Selon un rapport d’analyse de l’Union européenne (EU INTCEN), l’attentat-suicide du 10 octobre 2015 contre une marche pour la paix à Ankara pourrait avoir été commis sur ordre de l’AKP.
Le rapport officiel de l’EUINTCEN, dont Ahval a obtenu une copie, suggère que l’attentat-suicide du 10 octobre 2015 contre une marche pour la paix à l’extérieur de la gare d’Ankara pourrait avoir été commis sur les ordres du parti pour la justice et le développement (AKP, le parti du président Erdogan).
L’attentat à la bombe, dans lequel deux kamikazes appartenant à l’Etat islamique (Daesh) se sont fait exploser au milieu d’une foule composée essentiellement des sympathisants de la gauche et des Kurdes, a été l’attaque terroriste la plus meurtrière de l’histoire turque moderne avec 109 morts et des centaines de blessés.
Il a suivi les attentats du 5 juillet à Diyarbakır, où cinq Kurdes ont été tués et plus d’une centaine d’autres blessés, et celuis contre un groupe de jeunes socialistes de la ville de Suruç en Turquie qui planifiaient un voyage de solidarité pour la ville kurde de Kobanê, en Syrie, le 20 juillet, dans laquelle 33 personnes ont été tuées et 104 blessées.
Ahval News a déclaré que le rapport de trois pages de l’EUINTCEN a été diffusé apparemment sous la forme d’une note d’information urgente et classé « top secret », datée du 13 octobre 2015 – seulement trois jours après l’attaque.
« Le modus operandi de l’attaque (kamikaze) pointe vers Daesh », affirme le rapport et propose une conclusion :
« Compte tenu des circonstances (bus arrivant avec des manifestants non fouillés, police presque absente lors de la grande manifestation), il y a des raisons de croire que dans ce cas, les forces de l’AKP ont commandé les agents de Daech ».
Le rapport décrit également la situation politique dans laquelle le Parti démocratique des peuples (HDP) cherchait désespérément à calmer les affrontement dans le sud-est kurde de la Turquie afin de conserver ses sièges au parlement lors des élections législatives du 1er novembre 2015.

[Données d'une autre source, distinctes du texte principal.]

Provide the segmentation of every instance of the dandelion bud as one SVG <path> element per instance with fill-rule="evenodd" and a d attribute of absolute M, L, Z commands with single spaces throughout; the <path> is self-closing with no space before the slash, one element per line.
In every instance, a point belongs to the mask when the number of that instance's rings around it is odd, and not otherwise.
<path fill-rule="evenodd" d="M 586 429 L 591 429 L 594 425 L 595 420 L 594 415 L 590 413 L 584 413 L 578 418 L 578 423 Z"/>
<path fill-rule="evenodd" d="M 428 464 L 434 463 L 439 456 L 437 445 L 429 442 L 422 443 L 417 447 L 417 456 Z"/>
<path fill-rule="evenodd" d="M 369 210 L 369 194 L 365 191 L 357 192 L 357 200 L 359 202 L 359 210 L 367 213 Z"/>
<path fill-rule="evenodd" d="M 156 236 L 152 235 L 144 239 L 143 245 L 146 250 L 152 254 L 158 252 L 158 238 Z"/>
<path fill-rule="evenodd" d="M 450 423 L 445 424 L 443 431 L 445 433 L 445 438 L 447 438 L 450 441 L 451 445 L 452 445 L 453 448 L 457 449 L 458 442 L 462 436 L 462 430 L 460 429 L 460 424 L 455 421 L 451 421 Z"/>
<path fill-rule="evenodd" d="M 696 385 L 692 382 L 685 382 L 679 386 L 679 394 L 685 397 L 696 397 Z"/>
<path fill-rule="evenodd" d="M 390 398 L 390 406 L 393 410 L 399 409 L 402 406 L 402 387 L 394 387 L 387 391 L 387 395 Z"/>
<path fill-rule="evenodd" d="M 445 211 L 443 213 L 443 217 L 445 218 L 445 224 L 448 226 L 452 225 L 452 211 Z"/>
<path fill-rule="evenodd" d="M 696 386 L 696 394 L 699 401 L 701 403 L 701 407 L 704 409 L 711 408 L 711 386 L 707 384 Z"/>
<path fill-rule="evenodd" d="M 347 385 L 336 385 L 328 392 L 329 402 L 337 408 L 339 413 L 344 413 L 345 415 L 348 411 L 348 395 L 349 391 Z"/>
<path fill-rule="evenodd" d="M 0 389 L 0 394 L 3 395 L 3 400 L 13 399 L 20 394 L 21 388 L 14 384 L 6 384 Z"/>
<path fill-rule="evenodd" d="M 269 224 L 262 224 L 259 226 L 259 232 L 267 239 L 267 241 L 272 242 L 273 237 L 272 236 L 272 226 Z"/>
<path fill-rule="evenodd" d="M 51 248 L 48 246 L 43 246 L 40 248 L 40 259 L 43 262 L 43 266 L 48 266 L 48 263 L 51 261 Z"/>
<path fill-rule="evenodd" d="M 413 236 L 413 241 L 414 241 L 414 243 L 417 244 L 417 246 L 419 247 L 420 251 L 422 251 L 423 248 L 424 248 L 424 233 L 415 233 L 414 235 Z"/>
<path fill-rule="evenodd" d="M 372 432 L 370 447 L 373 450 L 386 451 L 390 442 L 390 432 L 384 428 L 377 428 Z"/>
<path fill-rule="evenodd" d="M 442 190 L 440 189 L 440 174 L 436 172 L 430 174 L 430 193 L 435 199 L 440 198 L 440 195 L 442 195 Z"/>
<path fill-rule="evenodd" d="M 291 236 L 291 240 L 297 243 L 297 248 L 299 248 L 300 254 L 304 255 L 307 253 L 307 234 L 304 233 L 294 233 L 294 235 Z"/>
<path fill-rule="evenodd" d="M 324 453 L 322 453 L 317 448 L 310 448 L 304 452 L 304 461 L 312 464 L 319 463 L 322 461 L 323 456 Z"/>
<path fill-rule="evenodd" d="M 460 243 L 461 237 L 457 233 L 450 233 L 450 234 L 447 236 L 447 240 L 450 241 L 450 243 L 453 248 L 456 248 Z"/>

D’un autre côté, l’AKP a été privé de sa majorité lors des élections du 7 juin et « la dernière chose qu’Erdoğan souhaite vraiment à ce stade est une paix kurde », indique le rapport.
Lors d’une audience du procès en novembre 2017, le tribunal a appris que la police avait cessé de surveiller le kamikaze Yunus Emre Alagöz 11 jours avant que son frère Yusuf Alagöz n’effectue l’attentat de Suruç et trois mois avant qu’il ne soit l’un des deux kamikazes impliqués dans l’attentat de la gare d’Ankara.
Un avocat de l’accusation, Doğukan Tonguç Cankurt, a déclaré que la police avait cessé l’écoute téléphonique d’Alagöz pour avoir recueilli des preuves suffisantes sur lui.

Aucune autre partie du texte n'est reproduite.